Tin mới
Industrial output reaches $22.9 billion mark (31/07)
06/08/2010 - 17 Lượt xem
The non-State owned sector saw the highest growth, at 22.2 per cent, followed by the foreign-invested sector with 17.3 per cent and the State-owned sector with a spare 6.7 per cent.
Output of many key industrial products was up over the same period last year. Vans increased 96.2 per cent to reach 24,200 units, passenger vehicles 78.6 per cent to 39,600 units, and washing machines surged 54.2 per cent to 338,800 units. Other increases included: TVs (34.4 per cent), refrigerators (27 per cent), powdered milk (36.6 per cent), soap (25.5 per cent) and seafood processing (20.8 per cent).

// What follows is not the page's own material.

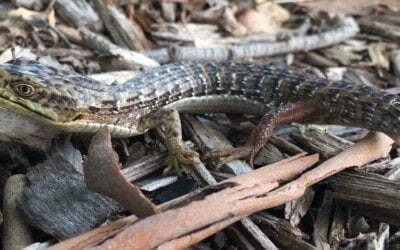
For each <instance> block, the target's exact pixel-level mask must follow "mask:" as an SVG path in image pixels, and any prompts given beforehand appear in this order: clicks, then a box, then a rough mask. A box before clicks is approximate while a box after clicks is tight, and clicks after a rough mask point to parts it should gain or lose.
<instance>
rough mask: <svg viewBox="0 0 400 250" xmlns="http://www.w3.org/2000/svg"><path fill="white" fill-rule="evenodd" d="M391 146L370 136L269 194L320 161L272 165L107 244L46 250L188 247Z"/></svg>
mask: <svg viewBox="0 0 400 250" xmlns="http://www.w3.org/2000/svg"><path fill="white" fill-rule="evenodd" d="M392 143H393V140H392V139H390V138H389V137H388V136H386V135H384V134H383V133H371V134H370V135H369V136H367V137H366V138H364V139H363V140H362V141H360V142H358V143H357V144H356V145H354V146H352V147H351V148H349V149H347V150H346V151H344V152H342V153H340V154H338V155H337V156H335V157H333V158H331V159H329V160H328V161H326V162H324V163H322V164H321V165H320V166H318V167H316V168H314V169H312V170H310V171H308V172H306V173H304V174H303V175H301V176H300V177H299V178H297V179H296V180H294V181H291V182H289V183H287V184H285V185H284V186H282V187H280V188H278V189H275V190H273V191H271V190H272V189H274V188H276V187H277V186H278V185H279V183H278V181H279V180H280V181H285V182H286V181H288V180H289V179H291V178H293V177H294V176H295V175H296V174H299V173H301V172H303V171H304V170H306V169H307V168H309V167H310V166H312V165H313V164H314V163H315V162H316V161H318V155H311V156H305V157H301V158H298V159H296V158H295V157H291V158H290V159H288V160H284V161H283V162H285V163H282V162H280V163H275V164H272V167H271V166H267V167H263V168H259V169H257V170H255V171H252V172H250V173H248V174H245V175H242V176H238V177H235V178H232V179H229V180H227V181H224V182H221V183H219V184H216V185H212V186H209V187H207V188H205V189H203V190H202V192H200V193H197V194H196V195H195V196H193V198H194V199H193V200H191V201H192V202H190V201H188V200H186V202H187V203H186V204H187V205H186V206H184V207H179V208H176V209H170V210H168V211H165V212H162V213H159V214H155V215H153V216H150V217H146V218H144V219H142V220H139V221H135V222H134V223H132V224H131V225H129V226H127V225H126V224H124V225H125V228H124V229H122V231H121V232H120V233H118V234H117V235H116V236H115V234H111V235H109V237H108V240H106V239H105V238H107V237H106V236H104V235H102V236H103V237H102V238H101V241H99V238H97V239H96V240H91V241H88V238H90V235H92V236H93V237H96V235H98V234H99V232H101V230H102V229H101V228H98V229H95V230H93V231H91V232H88V233H87V234H86V235H85V237H84V238H80V237H78V238H76V239H71V240H69V241H67V242H62V243H60V244H58V245H55V246H53V247H52V248H50V249H66V248H63V247H62V246H63V244H64V246H65V244H68V245H69V246H71V245H78V244H79V243H80V241H81V240H86V241H87V242H86V243H88V244H89V243H90V244H91V246H92V247H93V248H94V249H104V248H107V249H119V248H122V247H126V246H135V247H137V248H155V247H159V248H170V249H171V248H173V249H178V248H185V247H189V246H190V245H193V244H195V243H196V242H199V241H201V240H203V239H205V238H206V237H209V236H210V235H212V234H214V233H216V232H218V231H219V230H221V229H222V228H224V227H227V226H228V225H230V224H232V223H234V222H236V221H238V220H240V219H242V218H244V217H246V216H248V215H250V214H252V213H254V212H257V211H260V210H264V209H267V208H271V207H275V206H278V205H282V204H284V203H286V202H288V201H291V200H295V199H299V198H300V197H301V196H302V195H303V194H304V191H305V190H306V188H307V187H309V186H311V185H313V184H315V183H317V182H319V181H321V180H322V179H324V178H327V177H329V176H331V175H333V174H336V173H337V172H339V171H342V170H343V169H345V168H348V167H351V166H360V165H364V164H366V163H368V162H370V161H372V160H375V159H378V158H381V157H383V156H385V155H387V153H388V152H389V151H390V148H391V145H392ZM189 202H190V203H189ZM96 242H98V243H97V245H96ZM98 244H99V245H98ZM94 246H96V247H94Z"/></svg>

Some other industrial products saw modest growth during the period: electricity rose 13.8 per cent to 42.7 billion kWh, cement 11.8 per cent to 20.8 million tonnes, fertiliser 4.9 per cent to 1.43 million tonnes, and rolled steel by 4.7 per cent to 2.27 million tonnes.
Other industrial products posted a decrease, with crude oil down 6 per cent to 8.56 million tonnes and natural gas down 0.2 per cent to 4.34 billion cu.m.
In the first seven months of the year, the value of high-scale industrial production in provinces like Vinh Phuc, Ha Tay, Binh Duong, Hai Duong and Hai Phong City saw high growth, ranging between 18.2 to 30.9 per cent year-on-year.
Economic hubs Ha Noi and HCM City showed minimal increases of 14.7 and 13 per cent respectively, lower than the common industrial output growth of 16.4 per cent.
Slow month
Most overall industrial figures in the first seven months of the year were up, but those in July fell a minimal 1 per cent against June in every sector.
Commenting on this issue, GSO official Quang Ha said, "Prices of input production materials are still climbing, which makes production and consumption more difficult. Enterprises must therefore slow production".
The consumer price index (CPI) in July increased by only 1.13 per cent over the previous month, the lowest rise since early this year, but the CPI in the first seven months of year was up 21.28 per cent year-on-year, which enterprises consider to be a high rate.
Common lending interest rates range from 20 to 21 per cent a year, making it expensive for producers to get bank loans.
Many are worried that production for the rest of the year will suffer as the 31 per cent rise on petrol and oil retail prices will likely impact the CPI and potentially derail Government efforts to curb inflation.
The Ministry of Industry and Trade has set a target of VND674 trillion ($42.12 billion) for the country’s industrial output this year, focusing on the development of competitive products with high added value from sectors including agriculture, forestry and fisheries.
Meanwhile, the total trade deficit in the first seven months hit $15 billion, up 37 per cent from last year. Imports in the first seven months totalled $51.9 billion, up 56.8 per cent year-on-year, while exports rose 37.7 per cent to $36.9 billion.